Tuesday, June 19, 2012

Mother Daughter Talks

Naturally, being a girl, I dream a lot about my wedding day. What dress will I wear? Who will my bridesmaids be? The face my soon-to-be-husband will have when he sees me for the first time as I walk towards him. But unfortunately, there's one thing I used to dream about that will never come true.

I always wondered what my mother would say to me on my special day. What advice she'll have for me. Seeing her cry because her little girl is all grown up. And I can hear her now talking about how sexy my husband is and how she wish she could've snapped him up first and of course, meaning it in the most loving way.

It's hard to come to terms with the fact that I won't get to have any of that.

Losing my mom was really hard but what comes with losing her, is losing all of those things a mother and daughter are supposed to do together. Most mother and daughters fight like crazy during the teenage years. The daughter doesn't think the mom will ever understand and all the mom wants to do is stop her daughter from making the same mistakes she did. My mom and I definitely got that part of the mother daughter relationship.

The part we never got to experience, is when the daughter grows older and wiser and transitions into a woman. It is during this time, when they begin to repair their relationship. They can begin to talk woman to woman. They develop a completely new understanding of each other. Stay up late, drinking wine (in my case, it would be Moscato) talking about what it means to be a woman, the love they are falling in and out of, the past they've learned from and the future they hope for.

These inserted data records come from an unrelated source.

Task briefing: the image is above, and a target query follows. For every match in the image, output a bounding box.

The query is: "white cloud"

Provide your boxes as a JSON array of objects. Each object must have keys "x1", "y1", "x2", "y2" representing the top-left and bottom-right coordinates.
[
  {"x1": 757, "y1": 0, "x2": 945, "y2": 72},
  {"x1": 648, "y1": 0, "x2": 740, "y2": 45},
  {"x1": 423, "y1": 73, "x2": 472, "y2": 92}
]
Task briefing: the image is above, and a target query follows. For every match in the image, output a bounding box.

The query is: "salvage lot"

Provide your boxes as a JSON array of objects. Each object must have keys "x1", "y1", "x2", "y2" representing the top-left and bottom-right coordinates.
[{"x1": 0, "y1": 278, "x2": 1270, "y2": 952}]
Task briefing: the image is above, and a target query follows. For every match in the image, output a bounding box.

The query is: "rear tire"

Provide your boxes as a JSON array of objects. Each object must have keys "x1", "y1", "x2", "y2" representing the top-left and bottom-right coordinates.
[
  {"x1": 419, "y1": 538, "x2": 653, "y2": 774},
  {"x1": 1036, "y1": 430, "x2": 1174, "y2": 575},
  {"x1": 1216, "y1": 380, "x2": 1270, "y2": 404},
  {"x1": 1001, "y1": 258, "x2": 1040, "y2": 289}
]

I was 16 when she died and while I learned a lot from her mistakes even though I was so young, I never had the opportunity to sit down and understand why she was telling me about the mistakes she made. She was only 38, with such a lifetime ahead of her, and I'll never know what she hoped to do with her future. Although, I imagine it would be to continue loving me and my brother and becoming a grandmother one day.

If I could have her back for a whole day, all I'd want to do is take time to appreciate the opportunity to have a mother daughter talk but I'd want her to do all the talking. I've talked enough over the last five and a half years.. I want nothing more than to hear what she'd say back to me.

Sunday, June 3, 2012

The Outcast

I graduated from college a little over three weeks ago. I have a job working with children who have mental health and psychological problems. With having reached two major accomplishments recently I've been thinking a lot about where I come from, where I am and where I'm going.

Family is one of the most important things in my life and without them I have no idea where I'd be. But as I reminisced over the last few years of my life since my mom died, I've began to realize something.

I could not be more proud of myself but making my dreams come true has come at a price. And that price is my mom's side of the family.

I've completely shut out aunts, uncles and cousins because of their meth addiction and their involvement with drugs. It's not that I don't love them and aren't happy to see them the seldom times I do but they are not the kind of people I want to have consistently in my life because of the lifestyle that comes with their drug use. They're unpredictable and only care about one thing - getting high. When I do see them it often includes asking for rides, money or other resources they need to obtain drugs. It's constant fighting with each other. And nearly every time they are high. In no way is there the support or love a family is supposed to provide. No good time memories made. And I just do not have time for that.

My family is a drug family. Their bonds and relationships are through drugs. They've either done drugs together, sold drugs together or both. And this is a bond I will never share with them, a bond I will never understand. Whether they've done drugs together for 20 years or they only tried it once together and haven't tried drugs since, drugs are so embedded into my family and that's a part of my family I am not involved in.

In no way do I believe I am better than my family members who have a past or current involvement with drugs. In no way do I love them less because of it. It just breaks my heart that I feel so disconnected from them because I know where I want kind of life I want to have and my family members with severe drug use aren't in my life. It destroys me inside to know the one thing that connects nearly each of my family members together pushes me away from them.

If I could have just one wish come true it would be that I could have a family that could be involved in supporting me and helping me achieve my dreams. A family that I could trust to be right there by my side every step of the way. A family I felt like I belonged to.